Lih, il s’agit essentiellement d’une question historique : « En somme, le scénario héroïque de
Lénine était loin d’être réaliste. Mais la confiance aveugle qu’il avait placée
en lui était peut-être une illusion nécessaire, qui lui permit de faire face à
une situation agitée, marquée par l’effondrement politique et économique. […]
On peut considérer Lénine comme une sorte de Noé, qui construit
imperturbablement son arche malgré la montée des eaux. Mais son arche a pris
l’eau parce qu’elle était faite de postulats infondés, le voyage a causé
beaucoup plus de souffrances que prévu, et l’arche a échoué bien loin de la
destination prévue par son bâtisseur. Néanmoins, elle a réussi à braver la
tempête » (p. 222). Conclusion qui mériterait maintes remarques
critiques si cette « question historique » – qui est celle de la
« contre-révolution dans la révolution », plus que celle des « postulats infondés » et de
l’outrecuidance supposée de Lénine –, ne se trouvait jugée de longue date, et
si elle gardait quelque rapport avec l’actualité.

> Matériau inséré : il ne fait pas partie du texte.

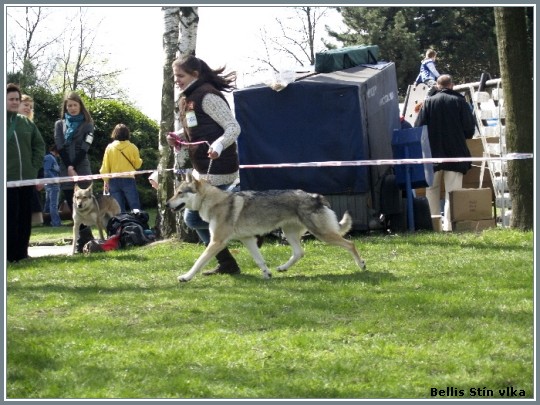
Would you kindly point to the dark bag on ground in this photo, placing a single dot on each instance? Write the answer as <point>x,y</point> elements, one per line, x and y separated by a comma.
<point>85,236</point>
<point>132,228</point>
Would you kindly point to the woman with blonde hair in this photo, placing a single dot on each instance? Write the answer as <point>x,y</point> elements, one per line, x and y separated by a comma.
<point>73,136</point>
<point>122,156</point>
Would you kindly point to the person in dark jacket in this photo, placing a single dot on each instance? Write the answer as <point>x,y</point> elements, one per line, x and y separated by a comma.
<point>24,157</point>
<point>73,136</point>
<point>450,123</point>
<point>209,125</point>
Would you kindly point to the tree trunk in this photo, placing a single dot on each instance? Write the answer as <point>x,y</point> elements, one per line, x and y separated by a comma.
<point>516,74</point>
<point>179,38</point>
<point>166,219</point>
<point>187,41</point>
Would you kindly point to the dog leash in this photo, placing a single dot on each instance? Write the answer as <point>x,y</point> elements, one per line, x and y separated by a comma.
<point>208,171</point>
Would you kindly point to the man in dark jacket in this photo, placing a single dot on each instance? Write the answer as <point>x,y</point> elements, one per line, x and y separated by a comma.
<point>450,122</point>
<point>24,157</point>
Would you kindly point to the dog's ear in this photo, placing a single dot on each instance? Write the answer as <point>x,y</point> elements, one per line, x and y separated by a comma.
<point>189,176</point>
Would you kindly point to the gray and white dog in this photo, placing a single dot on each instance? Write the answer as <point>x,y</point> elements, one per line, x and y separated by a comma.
<point>243,215</point>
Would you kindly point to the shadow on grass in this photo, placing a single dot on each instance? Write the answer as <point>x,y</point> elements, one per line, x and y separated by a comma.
<point>281,278</point>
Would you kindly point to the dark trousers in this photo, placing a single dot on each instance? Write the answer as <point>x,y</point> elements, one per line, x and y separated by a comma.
<point>19,222</point>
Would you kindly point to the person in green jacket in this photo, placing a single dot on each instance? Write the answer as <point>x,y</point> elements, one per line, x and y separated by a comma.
<point>25,149</point>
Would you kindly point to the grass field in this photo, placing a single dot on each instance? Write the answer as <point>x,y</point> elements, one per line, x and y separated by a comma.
<point>436,313</point>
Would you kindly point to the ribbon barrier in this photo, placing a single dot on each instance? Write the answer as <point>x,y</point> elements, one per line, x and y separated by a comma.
<point>378,162</point>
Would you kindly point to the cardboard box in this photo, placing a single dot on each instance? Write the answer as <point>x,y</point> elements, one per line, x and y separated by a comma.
<point>473,226</point>
<point>471,204</point>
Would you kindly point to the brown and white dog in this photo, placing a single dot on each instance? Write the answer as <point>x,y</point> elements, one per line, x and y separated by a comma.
<point>91,210</point>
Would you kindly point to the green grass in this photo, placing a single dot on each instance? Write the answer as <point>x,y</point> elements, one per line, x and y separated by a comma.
<point>434,310</point>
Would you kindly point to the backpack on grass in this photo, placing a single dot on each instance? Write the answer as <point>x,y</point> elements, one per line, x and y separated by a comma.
<point>132,229</point>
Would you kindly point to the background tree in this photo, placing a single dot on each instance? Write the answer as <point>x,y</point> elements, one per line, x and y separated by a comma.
<point>517,80</point>
<point>464,38</point>
<point>28,60</point>
<point>59,57</point>
<point>295,39</point>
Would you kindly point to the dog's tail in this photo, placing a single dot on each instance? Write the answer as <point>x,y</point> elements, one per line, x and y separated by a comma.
<point>345,224</point>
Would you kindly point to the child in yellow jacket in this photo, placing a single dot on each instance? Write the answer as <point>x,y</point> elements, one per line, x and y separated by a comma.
<point>122,156</point>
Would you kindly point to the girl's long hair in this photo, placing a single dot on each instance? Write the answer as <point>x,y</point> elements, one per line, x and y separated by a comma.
<point>216,77</point>
<point>74,96</point>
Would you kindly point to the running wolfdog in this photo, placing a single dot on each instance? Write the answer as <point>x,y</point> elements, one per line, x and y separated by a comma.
<point>243,215</point>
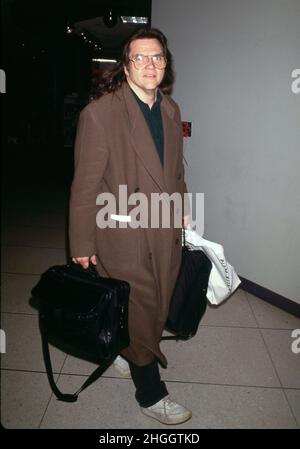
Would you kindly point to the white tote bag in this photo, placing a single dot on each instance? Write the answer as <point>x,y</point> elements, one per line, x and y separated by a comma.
<point>223,280</point>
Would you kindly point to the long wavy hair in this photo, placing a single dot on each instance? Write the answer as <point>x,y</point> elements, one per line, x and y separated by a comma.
<point>112,79</point>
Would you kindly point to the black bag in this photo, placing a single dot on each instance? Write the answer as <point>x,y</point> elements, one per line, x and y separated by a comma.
<point>188,303</point>
<point>85,313</point>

Ce rapport, Jean Batou s’est attaché à le dégager dans sa
postface, « Lénine au xxie
siècle », insistant sur l’utilité présente de « réévaluer l’œuvre de Lénine » en la dégageant du « léninisme » qui a provoqué
son discrédit. Si « Lénine
appartient au refoulé de la gauche française » du fait du poids ancien
du stalinisme (et de ses séquelles plus récentes, ajoutera-t-on), de « la profonde défaite idéologique de
[cette] gauche […] depuis les années
1980 », et du « rétrécissement
de la culture historique de ses intellectuels, […] il n’en va pas de même dans
les pays anglo-saxons », la position marginale des partis se réclamant
du marxisme y laissant quelque latitude aux « cercles
militants » et aux « milieux
académiques de gauche » pour s’intéresser à l’histoire
révolutionnaire, celle de la Russie soviétique et de Lénine en particulier –
ainsi que l’a fait L. T. Lih. J. Batou formule des réserves sur divers détails
de sa biographie, revient sur la faculté de « devancer
le présent » énoncée dans Que
faire ? et passe en revue les principales raisons de « s’intéresser à Lénine
aujourd’hui », notamment « son
rejet de la “phrase révolutionnaire” et sa recherche permanente de médiations
[…] entre la conscience des exploités et
des opprimés et le programme de la révolution socialiste. »
Mais, prévient-il en conclusion, « les anticapitalistes d’aujourd’hui ne pourront dialoguer de
façon fructueuse avec la pensée vivante de Lénine que s’ils retournent à ses
sources, en comprenant bien l’importance qu’elle accordait à la construction
d’une force politique révolutionnaire rassemblée autour d’un même projet
stratégique, capable de ce fait de débattre librement et d’agir avec une grande
souplesse tactique. » Au-delà de la « question historique »,
et de celle du « scénario
héroïque » ou non, c’est ainsi celle de l’avenir le plus immédiat qui
se dégage de cette nouvelle biographie de Lénine, qui serait à ranger au nombre
des livres qui comptent, au moins à ce titre-là.